Selon Guillaume Pfund, docteur en géographie économique, ces efforts n’ont pas été vains. De 8,8 milligrammes par litre en 1992, le taux de nitrates moyen dans les eaux en bouteille françaises est tombé à 4 mg (pour un seuil maximal de 15 mg). Mais la bataille est très longue, et coûteuse. Depuis 2021, Nestlé a dépensé 110 millions d’euros dans une centaine de projets de gestion de ses sources d’eau partout dans le monde. Et le combat n’est jamais gagné. Toujours selon le chercheur, le taux de nitrates mesuré sur certains impluviums français a eu tendance à remonter récemment.
 « Tant que ces groupes ne baisseront pas plus fortement leurs niveaux de prélèvements, la qualité des sources se dégradera, estime Emma Haziza.

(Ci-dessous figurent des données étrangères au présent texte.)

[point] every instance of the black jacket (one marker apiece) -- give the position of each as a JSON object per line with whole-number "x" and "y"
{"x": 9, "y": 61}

C’est dans leur intérêt d’agir plus vigoureusement car il y va de la pérennité de leur business».
Alors que des observateurs considèrent que, malgré les efforts, certaines sources ne peuvent plus, d’ores et déjà, respecter la pureté originelle, la tentation se fait aussi de plus en plus grande de revoir les règles du jeu, en modifiant la réglementation en vigueur.
C’est le cas de Nestlé qui milite activement pour pouvoir filtrer plus finement ses sources (à 0,2 micron) avant de les mettre en bouteilles.
Danone n’est pas du tout sur la même ligne. «Nous tenons au maintien des critères de l’eau minérale, qui sont les plus stricts et garantissent ses effets bénéfiques sur la santé», explique Cathy Le Hec.
Le débat pourrait durer, car des désaccords persistent aussi sur l’impact de la microfiltration sur les caractéristiques microbiologiques des eaux.
Ainsi, le préfet du Gard vient de sommer Nestlé d’enlever ses microfiltres de 0,2 micron installés à Vergèze en 2023.
La bataille de l’eau est moins que jamais un long fleuve tranquille.